The parlay of the the 2nd through the 4th was roughly $1700 ( $1696 but we can round to make it easier ) so using the exact odds you listed here are the parlays versus the payoffs...
1 - $7650 ( payoff was 60% of parlay )
2 - $25,500 ( 19% )
3 - $85K ( 22% )
4 - $ 6800 ( 87% )
5 - $5100 ( 72% )
6 - $22100 ( 43% )
7 - $62,900 ( 75% )
8 - $11,900 ( 133% )
9 - $18,700 ( 63% )
10 - $59,500 ( 46% )
So, only the payoff on the 8 horse was better than the parlay, with all the others some version of relatively to significantly short of the parlay.

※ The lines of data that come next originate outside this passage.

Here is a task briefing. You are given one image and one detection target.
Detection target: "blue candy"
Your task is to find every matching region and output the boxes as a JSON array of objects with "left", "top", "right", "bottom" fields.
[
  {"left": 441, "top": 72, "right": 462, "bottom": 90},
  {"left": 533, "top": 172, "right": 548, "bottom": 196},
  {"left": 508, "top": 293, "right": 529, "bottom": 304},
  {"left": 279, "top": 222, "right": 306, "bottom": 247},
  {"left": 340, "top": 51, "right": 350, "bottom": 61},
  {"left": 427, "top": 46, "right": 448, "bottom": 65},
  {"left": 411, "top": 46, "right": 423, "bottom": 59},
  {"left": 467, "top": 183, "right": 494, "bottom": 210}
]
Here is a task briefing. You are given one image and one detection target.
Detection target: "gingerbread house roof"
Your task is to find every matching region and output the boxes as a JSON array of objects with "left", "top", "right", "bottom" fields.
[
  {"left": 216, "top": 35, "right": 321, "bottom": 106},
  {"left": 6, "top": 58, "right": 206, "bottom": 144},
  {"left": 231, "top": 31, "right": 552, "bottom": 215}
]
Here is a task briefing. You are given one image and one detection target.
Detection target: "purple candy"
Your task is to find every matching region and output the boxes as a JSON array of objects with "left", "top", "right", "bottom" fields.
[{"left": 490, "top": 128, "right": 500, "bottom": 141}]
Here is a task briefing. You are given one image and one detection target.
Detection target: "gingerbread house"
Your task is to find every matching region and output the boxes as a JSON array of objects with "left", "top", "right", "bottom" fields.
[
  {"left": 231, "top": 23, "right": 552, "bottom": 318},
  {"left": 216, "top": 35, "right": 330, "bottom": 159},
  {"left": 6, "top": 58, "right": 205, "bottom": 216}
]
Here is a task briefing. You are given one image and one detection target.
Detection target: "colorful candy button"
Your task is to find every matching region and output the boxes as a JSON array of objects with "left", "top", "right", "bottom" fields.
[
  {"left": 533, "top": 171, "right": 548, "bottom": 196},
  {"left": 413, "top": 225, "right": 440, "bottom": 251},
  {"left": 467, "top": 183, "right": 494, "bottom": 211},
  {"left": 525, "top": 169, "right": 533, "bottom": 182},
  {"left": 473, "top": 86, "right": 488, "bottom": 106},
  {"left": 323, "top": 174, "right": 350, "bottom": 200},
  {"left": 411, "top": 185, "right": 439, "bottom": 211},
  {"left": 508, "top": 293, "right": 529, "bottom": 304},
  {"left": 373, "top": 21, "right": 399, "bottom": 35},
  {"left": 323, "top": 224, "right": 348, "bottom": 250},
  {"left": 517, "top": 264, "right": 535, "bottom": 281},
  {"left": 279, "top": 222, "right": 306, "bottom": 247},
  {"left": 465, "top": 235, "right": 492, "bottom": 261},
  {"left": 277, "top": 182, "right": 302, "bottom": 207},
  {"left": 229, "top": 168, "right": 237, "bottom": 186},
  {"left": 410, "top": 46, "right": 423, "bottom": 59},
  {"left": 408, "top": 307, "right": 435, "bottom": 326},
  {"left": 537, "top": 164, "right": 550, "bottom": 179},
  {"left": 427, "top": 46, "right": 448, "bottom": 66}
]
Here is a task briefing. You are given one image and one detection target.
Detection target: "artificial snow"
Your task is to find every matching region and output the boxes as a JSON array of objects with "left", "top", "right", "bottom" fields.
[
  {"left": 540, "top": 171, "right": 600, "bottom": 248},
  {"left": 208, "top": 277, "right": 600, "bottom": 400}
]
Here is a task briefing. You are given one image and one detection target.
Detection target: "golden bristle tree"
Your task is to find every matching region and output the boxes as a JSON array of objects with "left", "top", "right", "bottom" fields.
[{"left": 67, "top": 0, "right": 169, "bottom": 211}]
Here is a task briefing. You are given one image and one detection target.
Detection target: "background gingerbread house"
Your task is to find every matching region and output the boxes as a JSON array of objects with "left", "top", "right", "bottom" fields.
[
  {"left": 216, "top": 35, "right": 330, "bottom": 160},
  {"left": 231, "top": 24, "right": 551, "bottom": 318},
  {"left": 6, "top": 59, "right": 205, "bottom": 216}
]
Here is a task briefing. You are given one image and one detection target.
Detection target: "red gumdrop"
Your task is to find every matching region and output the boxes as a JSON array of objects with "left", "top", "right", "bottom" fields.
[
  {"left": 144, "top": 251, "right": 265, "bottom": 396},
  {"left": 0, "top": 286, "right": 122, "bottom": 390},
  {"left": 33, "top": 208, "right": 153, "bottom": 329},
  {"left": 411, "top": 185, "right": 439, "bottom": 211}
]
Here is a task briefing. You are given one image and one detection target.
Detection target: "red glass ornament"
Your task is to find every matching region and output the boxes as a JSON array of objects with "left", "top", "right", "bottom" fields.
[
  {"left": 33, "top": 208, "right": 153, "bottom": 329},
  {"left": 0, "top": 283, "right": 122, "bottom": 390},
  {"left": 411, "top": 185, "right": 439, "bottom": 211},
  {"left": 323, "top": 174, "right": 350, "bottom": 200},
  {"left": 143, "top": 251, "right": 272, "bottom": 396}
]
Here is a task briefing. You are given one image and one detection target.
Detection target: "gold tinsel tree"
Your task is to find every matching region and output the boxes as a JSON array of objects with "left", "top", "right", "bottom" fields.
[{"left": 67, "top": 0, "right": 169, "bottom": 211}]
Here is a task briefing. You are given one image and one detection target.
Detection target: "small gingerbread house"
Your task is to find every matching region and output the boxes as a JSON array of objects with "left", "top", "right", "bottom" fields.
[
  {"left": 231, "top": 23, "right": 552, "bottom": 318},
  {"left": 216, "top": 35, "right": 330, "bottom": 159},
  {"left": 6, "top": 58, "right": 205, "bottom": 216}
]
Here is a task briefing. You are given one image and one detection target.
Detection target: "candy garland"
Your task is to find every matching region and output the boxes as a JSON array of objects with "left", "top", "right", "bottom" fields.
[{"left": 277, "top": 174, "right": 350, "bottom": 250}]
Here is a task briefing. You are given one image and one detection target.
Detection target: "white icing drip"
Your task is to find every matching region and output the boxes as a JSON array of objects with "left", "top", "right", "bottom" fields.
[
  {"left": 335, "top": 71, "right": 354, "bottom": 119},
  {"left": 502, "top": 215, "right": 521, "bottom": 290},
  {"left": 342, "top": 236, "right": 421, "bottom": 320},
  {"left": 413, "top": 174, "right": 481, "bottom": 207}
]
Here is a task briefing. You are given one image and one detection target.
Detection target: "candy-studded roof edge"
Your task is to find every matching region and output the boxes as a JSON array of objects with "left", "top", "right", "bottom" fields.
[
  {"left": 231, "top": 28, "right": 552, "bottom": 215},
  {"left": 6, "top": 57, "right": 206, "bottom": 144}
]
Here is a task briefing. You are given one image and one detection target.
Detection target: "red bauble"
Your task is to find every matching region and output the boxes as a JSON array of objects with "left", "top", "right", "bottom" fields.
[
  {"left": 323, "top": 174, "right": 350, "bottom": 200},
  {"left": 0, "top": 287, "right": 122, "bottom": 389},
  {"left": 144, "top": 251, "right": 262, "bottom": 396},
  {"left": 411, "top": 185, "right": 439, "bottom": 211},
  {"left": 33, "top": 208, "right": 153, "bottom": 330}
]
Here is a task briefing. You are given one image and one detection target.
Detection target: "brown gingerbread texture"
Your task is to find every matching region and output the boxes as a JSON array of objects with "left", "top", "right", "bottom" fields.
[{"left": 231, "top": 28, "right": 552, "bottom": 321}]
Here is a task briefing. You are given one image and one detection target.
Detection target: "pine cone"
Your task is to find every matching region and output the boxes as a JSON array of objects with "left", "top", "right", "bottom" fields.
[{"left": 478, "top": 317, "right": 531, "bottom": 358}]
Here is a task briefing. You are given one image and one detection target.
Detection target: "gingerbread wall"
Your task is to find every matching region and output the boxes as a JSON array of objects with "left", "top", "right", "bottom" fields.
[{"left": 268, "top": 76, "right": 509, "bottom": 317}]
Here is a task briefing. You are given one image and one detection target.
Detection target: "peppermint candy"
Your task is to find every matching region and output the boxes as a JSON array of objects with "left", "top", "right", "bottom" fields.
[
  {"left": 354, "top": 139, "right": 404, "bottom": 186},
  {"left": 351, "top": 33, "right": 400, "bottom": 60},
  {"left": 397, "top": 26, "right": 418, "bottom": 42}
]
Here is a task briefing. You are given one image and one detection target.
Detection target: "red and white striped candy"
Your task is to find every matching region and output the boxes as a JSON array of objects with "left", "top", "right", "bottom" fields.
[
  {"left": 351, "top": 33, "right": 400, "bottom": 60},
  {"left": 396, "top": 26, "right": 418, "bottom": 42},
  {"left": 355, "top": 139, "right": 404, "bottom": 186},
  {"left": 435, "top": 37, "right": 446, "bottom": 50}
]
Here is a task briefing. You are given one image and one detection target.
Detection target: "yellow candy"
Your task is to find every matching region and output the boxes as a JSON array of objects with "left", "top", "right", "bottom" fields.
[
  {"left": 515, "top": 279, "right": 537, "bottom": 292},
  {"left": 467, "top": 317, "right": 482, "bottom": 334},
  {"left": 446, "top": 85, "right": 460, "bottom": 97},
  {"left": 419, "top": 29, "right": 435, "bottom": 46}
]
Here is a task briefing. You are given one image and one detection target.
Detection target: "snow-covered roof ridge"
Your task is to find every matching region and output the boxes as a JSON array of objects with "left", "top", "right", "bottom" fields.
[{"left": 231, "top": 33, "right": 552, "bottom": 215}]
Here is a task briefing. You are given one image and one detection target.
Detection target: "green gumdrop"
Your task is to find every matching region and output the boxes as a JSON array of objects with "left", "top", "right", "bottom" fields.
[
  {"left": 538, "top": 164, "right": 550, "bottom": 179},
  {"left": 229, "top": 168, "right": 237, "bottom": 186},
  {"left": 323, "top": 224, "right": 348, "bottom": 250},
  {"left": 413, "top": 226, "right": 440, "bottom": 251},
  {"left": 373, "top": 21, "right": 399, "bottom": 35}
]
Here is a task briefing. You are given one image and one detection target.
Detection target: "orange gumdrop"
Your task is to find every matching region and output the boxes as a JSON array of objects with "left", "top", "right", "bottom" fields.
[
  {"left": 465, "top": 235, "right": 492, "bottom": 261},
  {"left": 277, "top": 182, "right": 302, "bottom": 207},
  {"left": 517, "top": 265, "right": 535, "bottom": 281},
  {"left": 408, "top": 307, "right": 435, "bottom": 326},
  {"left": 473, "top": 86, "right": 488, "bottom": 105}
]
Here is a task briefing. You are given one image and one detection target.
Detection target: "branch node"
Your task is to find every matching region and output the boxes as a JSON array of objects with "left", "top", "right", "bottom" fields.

Here are the amount of dollars on each potentiall winning combo...
1 - $41
2 - $39
3 - $10
4 - $32
5 - $52
6 - $20
7 - $4
8 - $12
9 - $16
10 - $7
It doesn't appear the winner ( #6 ) had a significantly lower payoff relative to the others. The average payoff was 56% of the parlay ( related to the factors I think we agreed on ) so the winning combination was hardly a statistical aberration at 43% of the parlay. The winning dollar amounts on each combination was also so small that it seems fairly easy to see how volitile the payoffs are and thus a small confluence of events will easily lead to the appearance of " low " payouts.